Is it, then, ever morally justified? It is. A single act can be both moral and immoral, depending on circumstances. Killing is permissible in self-defense. So is cryptanalysis. In war, of course, cryptanalysis can look like a positive good, especially when it saves lives. Even in peace, cryptanalysis may be a form of self-defense. It can warn of hostile intent and enable the government to preserve life and liberty, without which there is no doing to others of any kind. But when a nation is not threatened, it is wrong for it to violate another’s dignity by clandestine pryings into its messages, just as it is wrong to indiscriminately tap telephone lines or invade the privacy of a man’s castle. That is why it is indefensible for the United States to read the messages of friendl
y nations like Norway, Britain, or Peru.
Even when justified, cryptanalysis remains an evil, and it goes against the American grain. Ever since July 4, 1776, the United States has stood for morality and integrity, in international affairs as in domestic, in the Fourteen Points as in the Emancipation Proclamation. It is this stand that, in large measure, makes America great. Cryptanalysis therefore poses a much greater problem for the United States than for other nations. It perhaps reflects this concern that the United States places her national cryptanalytic agency within the Defense Department, where it belongs in ethical terms, while Great Britain puts hers in the Foreign Office, where it belongs in a practical way.
Only once has cryptanalysis been treated as the sin against morality that it is: in 1929, before Hitler and the Japanese militarists, with no nations potentially dangerous to the United States and self-preservation not at issue, Henry L. Stimson closed Yardley’s Black Chamber. Even though it was done at a time when the United States could afford it, the decision was a profoundly moral one, and it marched in the center rank of American belief. Was it softheaded, unrealistic? No. Idealism is the ultimate realism. Ideas of truth and justice always eventually triumph. Mankind can learn. America’s whole history shows this, as does humanity’s ascent from barbarism. The growth of wisdom and morality—urged on in these present times by the very real danger of total annihilation—may some day lead mankind to beat its swords into plowshares. When it does, it will no longer need cryptanalysis, and will dismantle organizations like N.S.A. and the Spets-Otdel. Their nonexistence then will testify to a true peace on earth. And may such be their glorious destiny!

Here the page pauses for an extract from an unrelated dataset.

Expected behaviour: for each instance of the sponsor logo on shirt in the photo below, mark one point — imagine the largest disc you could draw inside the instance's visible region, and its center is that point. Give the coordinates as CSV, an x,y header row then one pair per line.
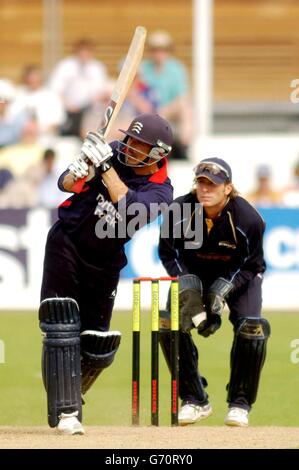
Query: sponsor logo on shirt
x,y
105,209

Note 1: Variations in Letter Frequency
The problems of why certain letters should be more frequent than others within a language, and why one language should prefer sounds that another abhors, remain unsolved. Why should e be the most frequent letter in English? (This question is admittedly complicated in English by the discontinuity between speech and spelling, but even languages whose orthography fits their phonetics have high- and low-frequency letters.) Why should o be the most common in Russian, a in Serbo-Croatian, and e again in German, French, and Spanish?